Er hat durch die Umstände seines Lebens kein Geld, wenn ich das richtig verstanden habe, und sprach davon, dass er sich in der Pension keine eigene Wohnung leisten könnte. Er hat reale Existenzängste. So ist die Rückkehr zu seiner Ex mehrfach bedingt: er kann nicht alleine sein (sehr seltsam war für mich, dass er sich während seiner Trennung scheinbar eingebildet hat, mit einer 25-jährigen was aufbauen zu können…, er beklagte sich, dass er sie nur einmal im Monat sah und ihm das zu wenig war – das ist einer der wenigen Punkte, die mir überhaupt nicht gefallen haben an ihm), sie bietet ihm ein Haus (das ihr gehört) und es passt in sein soziales Umfeld (seine Kinder aus erster Ehe hat sie offensichtlich mit aufgezogen und sie mögen sie). Aber er ist nicht so ganz glücklich damit, wie er mir sagte. Ich kann kaum in sein Land, ich würde dort vermutlich nicht akzeptiert werden…

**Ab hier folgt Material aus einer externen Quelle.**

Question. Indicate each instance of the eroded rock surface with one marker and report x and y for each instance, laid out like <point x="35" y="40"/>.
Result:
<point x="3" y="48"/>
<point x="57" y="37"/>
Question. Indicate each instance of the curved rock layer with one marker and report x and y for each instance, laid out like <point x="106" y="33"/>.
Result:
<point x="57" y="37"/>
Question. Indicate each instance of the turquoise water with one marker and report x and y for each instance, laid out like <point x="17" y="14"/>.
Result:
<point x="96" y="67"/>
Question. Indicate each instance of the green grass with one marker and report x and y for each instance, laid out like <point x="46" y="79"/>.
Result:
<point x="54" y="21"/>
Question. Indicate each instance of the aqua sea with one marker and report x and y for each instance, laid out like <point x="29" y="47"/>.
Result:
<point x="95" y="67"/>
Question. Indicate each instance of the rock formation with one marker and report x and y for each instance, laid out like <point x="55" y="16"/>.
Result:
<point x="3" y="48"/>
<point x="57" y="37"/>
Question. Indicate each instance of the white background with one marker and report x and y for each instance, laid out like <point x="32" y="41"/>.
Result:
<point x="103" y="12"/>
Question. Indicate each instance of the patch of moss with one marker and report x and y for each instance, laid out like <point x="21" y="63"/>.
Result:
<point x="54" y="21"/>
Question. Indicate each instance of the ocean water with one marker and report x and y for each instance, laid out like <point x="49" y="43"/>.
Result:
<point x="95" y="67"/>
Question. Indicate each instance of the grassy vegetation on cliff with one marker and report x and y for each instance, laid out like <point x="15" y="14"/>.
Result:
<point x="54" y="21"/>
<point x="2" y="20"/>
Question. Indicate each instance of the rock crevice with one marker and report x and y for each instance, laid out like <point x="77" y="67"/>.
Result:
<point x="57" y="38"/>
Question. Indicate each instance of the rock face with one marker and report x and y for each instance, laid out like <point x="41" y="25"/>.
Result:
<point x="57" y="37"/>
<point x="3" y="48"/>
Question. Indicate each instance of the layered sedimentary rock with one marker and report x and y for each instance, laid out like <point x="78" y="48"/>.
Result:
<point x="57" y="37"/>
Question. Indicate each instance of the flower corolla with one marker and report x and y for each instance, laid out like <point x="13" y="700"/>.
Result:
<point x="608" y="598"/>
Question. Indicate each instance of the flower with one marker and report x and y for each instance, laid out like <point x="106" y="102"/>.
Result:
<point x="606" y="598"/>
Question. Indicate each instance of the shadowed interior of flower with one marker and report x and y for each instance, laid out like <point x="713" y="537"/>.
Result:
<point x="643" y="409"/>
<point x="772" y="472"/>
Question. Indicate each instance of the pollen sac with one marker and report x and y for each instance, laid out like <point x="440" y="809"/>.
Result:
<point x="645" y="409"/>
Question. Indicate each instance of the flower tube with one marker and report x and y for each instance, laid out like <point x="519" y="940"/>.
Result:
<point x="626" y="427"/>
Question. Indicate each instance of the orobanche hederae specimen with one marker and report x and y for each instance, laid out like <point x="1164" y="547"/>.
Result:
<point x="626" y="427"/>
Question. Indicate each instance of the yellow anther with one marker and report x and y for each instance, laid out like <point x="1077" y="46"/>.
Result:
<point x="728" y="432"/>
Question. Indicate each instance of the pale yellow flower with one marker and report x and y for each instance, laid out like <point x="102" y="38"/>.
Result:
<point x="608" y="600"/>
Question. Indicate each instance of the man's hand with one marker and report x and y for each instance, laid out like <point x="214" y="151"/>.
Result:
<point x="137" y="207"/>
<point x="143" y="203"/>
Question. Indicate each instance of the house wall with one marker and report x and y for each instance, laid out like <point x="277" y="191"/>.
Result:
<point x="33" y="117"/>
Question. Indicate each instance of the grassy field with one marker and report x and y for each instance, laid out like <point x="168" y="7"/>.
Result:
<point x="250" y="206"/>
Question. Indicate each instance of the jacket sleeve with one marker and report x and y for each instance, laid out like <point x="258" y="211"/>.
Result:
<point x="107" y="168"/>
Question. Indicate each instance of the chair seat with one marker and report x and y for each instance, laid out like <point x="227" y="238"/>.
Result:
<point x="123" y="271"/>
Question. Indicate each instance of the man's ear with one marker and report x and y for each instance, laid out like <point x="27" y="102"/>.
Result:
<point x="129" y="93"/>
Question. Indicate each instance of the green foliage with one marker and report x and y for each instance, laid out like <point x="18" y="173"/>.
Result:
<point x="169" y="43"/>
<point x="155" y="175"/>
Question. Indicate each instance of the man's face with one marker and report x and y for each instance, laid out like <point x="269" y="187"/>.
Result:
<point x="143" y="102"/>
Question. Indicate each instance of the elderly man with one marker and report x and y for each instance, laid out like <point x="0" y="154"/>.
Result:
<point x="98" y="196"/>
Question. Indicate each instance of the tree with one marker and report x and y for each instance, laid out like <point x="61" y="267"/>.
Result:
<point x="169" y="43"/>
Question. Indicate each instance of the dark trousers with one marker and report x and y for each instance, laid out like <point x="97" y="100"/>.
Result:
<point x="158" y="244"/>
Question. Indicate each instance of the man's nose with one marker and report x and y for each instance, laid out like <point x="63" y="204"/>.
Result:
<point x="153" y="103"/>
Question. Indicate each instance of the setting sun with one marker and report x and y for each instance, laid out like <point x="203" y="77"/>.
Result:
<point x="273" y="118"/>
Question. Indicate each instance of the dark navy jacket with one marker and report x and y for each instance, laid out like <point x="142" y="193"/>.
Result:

Wir haben es geschafft, unser Projekt nach diesem (für mich bereits sehr schmerzhaften) Intermezzo in den nächsten 4-5 Monaten durchzuziehen und uns weiter sehr liebevoll geschrieben. Er setzte auf Freundschaft, war ganz betroffen, als ich am Ende des Projekts meinte, dass ich nicht weiß, wie es jetzt weitergehen soll, und er verstand nicht, warum damit die Freundschaft enden sollte…
Für mich wurde es aber immer schwieriger, vor allem diese Warterei auf Mails, auf Nachrichten, diese Sehnsucht, diese tolle Umarmung vom November fortsetzen zu können, ihn reden zu hören, von seinem Leben zu wissen etc. Ich geriet von Januar bis März 2013 mehr und mehr in eine Art Spirale: es ging 4-5 Wochen gut, dann platzte ich immer wieder und schickte schon mal wütende Mails. Er war in dieser Zeit immer sehr sehr geduldig und verständig mit mir.
Im April kam es dann zu einer erneuten Wende: ich musste in sein Land fahren und als ich ihm das gestand, war irgendwie ein kleiner Paradigmenwechsel im Gange. Er wurde plötzlich leicht eifersüchtig, dass ich beruflich eingeladen war und er nicht – es dauerte 4 Tage, bis sich das beruhigt hatte. Als ich dann aber nach Flurbereinigung noch mal emotional wurde, kam es flix flox zu einem „schreib mir nicht mehr“.
Meine Interpretation ist, dass er ab hier noch verstärkter Angst hatte (denn Angst bei ihm war konstant da: Angst, sich das finanziell und vom Umfeld her nicht leisten zu können; Angst, sich darauf einzulassen; er hatte sogar Angst vor seiner Libido, dass diese nicht ausreichen würde…, vor seinem Alter…). Klarerweise war ich während dieser Reise in seinen Kreisen. Für mich war es ab hier Horror pur – ich habe emotional sehr gelitten.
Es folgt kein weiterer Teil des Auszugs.